For many years, Indian corn (Zea mays) has been a model organism that teachers use to explain dominance/recessiveness, genotypes/phenotypes, and monohybrid/dihybrid inheritance. Typically, the corn phenotypes Carolina offers involve the color or shape of the kernel. We maintain parental stocks of the following colors: red, white, purple, and yellow. Occasionally, an ear of corn has kernels that contain spots or streaks of purple or red, instead of being completely solid. This variegated streaking opens the door to introduce a topic to students that typically does not fit the constraints of the high school curriculum. Transposable elements (TEs), also known as “jumping genes,” are the source of these streaks or spots.

Why should high school and college students learn about TEs?

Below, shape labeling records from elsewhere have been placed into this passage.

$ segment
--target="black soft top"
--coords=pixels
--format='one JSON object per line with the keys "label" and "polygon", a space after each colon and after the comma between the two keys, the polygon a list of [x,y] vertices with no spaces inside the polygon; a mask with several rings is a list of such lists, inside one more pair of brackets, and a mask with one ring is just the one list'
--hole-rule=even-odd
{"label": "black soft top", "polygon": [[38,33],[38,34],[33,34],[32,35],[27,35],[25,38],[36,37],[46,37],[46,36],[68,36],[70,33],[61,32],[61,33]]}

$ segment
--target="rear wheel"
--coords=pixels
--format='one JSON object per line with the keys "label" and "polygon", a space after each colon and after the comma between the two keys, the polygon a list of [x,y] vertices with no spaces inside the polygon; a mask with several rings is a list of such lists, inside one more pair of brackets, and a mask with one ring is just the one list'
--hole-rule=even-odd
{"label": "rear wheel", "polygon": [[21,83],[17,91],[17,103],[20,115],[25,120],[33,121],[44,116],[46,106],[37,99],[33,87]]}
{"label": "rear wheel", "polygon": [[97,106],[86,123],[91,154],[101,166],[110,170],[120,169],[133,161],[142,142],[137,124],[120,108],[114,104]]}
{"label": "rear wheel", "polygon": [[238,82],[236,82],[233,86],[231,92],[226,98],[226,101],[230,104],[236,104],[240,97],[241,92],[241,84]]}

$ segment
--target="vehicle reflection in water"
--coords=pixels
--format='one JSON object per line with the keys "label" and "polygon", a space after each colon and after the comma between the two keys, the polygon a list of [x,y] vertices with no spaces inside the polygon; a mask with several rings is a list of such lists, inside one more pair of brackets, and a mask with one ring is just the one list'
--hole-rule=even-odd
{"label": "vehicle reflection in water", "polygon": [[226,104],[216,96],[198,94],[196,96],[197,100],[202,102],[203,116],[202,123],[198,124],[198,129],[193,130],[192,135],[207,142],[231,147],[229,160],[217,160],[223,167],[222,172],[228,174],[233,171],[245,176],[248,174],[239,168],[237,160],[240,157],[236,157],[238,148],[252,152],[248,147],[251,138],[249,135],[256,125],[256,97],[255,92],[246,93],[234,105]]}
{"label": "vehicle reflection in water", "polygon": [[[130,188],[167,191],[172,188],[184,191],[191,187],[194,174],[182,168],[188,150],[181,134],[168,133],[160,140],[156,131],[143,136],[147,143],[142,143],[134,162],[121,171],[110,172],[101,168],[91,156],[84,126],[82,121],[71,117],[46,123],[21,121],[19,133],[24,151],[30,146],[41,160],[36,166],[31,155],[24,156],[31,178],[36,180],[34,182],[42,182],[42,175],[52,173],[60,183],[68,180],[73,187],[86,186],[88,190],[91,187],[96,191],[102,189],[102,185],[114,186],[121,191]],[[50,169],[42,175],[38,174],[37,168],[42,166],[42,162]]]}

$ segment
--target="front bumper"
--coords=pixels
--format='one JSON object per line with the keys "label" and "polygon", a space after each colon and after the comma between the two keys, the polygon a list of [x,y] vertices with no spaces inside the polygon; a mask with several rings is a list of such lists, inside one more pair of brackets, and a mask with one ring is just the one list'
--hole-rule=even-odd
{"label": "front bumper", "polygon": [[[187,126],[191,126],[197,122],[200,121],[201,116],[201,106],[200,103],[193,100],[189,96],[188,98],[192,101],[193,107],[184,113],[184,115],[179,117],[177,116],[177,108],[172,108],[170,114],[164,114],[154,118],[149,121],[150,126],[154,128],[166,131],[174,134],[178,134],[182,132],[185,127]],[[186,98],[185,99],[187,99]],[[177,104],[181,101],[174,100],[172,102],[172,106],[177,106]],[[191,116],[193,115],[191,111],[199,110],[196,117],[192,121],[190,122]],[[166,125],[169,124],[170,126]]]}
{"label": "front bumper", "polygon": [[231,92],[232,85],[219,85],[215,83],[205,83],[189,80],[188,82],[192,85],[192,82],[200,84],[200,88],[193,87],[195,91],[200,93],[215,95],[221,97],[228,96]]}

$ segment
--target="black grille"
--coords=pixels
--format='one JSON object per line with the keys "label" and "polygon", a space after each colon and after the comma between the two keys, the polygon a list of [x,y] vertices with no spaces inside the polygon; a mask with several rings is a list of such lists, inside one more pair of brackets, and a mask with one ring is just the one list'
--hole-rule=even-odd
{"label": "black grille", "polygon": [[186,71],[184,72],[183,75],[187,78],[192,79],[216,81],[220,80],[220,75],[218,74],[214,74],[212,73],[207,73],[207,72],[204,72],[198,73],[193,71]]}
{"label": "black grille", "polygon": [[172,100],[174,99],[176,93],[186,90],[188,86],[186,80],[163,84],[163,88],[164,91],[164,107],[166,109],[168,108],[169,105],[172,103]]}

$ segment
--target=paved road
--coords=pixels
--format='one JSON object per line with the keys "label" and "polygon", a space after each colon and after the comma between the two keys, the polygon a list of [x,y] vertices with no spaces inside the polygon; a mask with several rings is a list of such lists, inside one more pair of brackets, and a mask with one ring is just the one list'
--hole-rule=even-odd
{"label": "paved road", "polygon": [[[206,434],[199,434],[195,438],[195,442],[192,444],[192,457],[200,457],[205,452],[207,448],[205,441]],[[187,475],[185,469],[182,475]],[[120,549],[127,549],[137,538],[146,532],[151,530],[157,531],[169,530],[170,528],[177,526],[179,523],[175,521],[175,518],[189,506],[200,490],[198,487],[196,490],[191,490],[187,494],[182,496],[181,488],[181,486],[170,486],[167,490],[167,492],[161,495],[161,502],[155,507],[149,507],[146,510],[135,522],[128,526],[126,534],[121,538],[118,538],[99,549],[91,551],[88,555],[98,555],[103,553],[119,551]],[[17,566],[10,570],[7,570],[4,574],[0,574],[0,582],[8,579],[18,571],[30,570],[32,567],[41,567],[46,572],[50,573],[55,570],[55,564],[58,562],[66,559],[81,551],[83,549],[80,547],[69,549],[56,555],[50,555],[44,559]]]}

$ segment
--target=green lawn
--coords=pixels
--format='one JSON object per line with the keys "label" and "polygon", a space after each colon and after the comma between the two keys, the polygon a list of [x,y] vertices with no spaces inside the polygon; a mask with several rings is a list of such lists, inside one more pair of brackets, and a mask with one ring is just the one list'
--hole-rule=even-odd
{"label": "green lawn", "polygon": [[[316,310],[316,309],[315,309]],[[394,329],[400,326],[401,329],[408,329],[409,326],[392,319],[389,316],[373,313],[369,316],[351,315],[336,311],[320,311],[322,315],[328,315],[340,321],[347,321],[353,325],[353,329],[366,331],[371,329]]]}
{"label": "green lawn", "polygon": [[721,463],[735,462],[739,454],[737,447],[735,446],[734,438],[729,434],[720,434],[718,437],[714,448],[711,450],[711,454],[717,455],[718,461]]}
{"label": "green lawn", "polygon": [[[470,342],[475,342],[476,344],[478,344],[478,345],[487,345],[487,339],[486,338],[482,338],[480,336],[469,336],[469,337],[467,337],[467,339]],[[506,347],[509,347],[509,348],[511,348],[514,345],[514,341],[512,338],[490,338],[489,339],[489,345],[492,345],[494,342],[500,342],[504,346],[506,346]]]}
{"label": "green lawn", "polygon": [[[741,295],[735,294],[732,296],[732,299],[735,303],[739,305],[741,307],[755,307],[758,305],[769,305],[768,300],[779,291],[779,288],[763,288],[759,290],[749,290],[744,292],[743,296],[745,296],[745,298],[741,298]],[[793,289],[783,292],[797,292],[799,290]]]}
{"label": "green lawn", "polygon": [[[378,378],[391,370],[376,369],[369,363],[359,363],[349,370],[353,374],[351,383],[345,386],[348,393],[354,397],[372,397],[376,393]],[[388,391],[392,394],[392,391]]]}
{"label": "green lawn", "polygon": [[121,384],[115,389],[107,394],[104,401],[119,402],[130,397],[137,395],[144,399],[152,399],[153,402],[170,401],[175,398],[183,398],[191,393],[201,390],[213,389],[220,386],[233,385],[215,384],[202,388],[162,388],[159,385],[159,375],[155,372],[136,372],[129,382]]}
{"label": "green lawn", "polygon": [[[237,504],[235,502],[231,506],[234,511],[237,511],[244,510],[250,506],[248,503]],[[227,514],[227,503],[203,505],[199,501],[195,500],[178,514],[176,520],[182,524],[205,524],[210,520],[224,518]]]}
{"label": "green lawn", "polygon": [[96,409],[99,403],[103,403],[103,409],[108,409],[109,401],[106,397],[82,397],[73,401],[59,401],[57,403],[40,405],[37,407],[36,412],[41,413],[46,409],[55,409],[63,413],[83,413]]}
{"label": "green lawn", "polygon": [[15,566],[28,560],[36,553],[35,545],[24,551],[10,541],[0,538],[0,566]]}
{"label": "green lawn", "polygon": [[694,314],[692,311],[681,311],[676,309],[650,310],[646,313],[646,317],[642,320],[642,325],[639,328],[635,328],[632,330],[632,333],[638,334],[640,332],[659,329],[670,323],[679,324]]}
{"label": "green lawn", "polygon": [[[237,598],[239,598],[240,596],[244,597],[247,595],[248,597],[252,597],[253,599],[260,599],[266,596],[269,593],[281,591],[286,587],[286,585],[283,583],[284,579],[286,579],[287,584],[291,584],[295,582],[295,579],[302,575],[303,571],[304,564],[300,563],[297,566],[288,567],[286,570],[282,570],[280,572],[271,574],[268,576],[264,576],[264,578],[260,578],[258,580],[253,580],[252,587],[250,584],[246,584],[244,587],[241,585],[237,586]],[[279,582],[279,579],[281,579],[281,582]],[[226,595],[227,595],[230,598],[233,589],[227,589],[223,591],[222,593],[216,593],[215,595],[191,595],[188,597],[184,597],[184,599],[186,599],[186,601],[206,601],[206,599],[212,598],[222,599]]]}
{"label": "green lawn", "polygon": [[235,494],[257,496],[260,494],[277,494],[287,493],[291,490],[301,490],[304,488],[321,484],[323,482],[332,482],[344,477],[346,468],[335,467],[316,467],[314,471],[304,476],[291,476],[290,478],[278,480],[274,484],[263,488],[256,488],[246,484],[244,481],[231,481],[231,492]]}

Initially considered “junk” DNA, transposable elements are now recognized as important components of plant and animal genomes. Transposable elements make up about 50% of the human genome, while as much as 90% of some plant genomes consist of TEs. In 1948, geneticist Dr. Barbara McClintock, who would later win a Nobel Prize for her work, discovered that maize transposable elements have the ability to cause a number of spontaneous mutations. Since then, scientists have discovered that jumping genes provide unexpected diversity to genomes that may be either beneficial or harmful.

What are jumping genes?

These genes hop around from one location to another within a chromosome, inserting themselves into different regions, both changing the DNA and activating/inactivating the normal functions of nearby genes. Dr. McClintock called these moving genes “controlling genes” because they controlled the activity of pigment-producing genes.

For example, the gene that codes for purple pigmentation in kernels, which Dr. McClintock named C (for color), is located on chromosome 9. Dr. McClintock noticed the presence of a DNA sequence (called Ds) on chromosome 9. This DNA sequence has the ability to hop around and break the chromosome, which corresponded to a change in kernel color. If Ds were positioned next to the C gene, the kernels were colorless. In the absence of Ds, the kernels were purple. Therefore, this fragment of DNA demonstrated the ability to keep a gene from doing its job.

Dr. McClintock also noticed the involvement of an activator gene (called Ac) that activated the jumping gene (Ds). In the presence of Ac, Ds will hop out of the position adjacent to C. The dominant pigment-producing gene then expresses again, and regions of pigmented cells become visible. This results in a spotted appearance on the maize kernel. The size or quantity of the spots/streaks is determined by how long during kernel development the jumping genes are located next to the color gene. Excision of Ds late in kernel development results in small spots, while early excision results in large spots.

Carolina’s breeding program seeks to eliminate the effects of transposable elements on kernel color. However, don’t be surprised if your students report that they have found speckled kernels in their corn. Use it as a teachable moment to open a discussion of jumping genes. And point out to students that any kernel that clearly has at least one speck of purple color should be scored as having the purple phenotype, because it has at least one copy of the purple allele.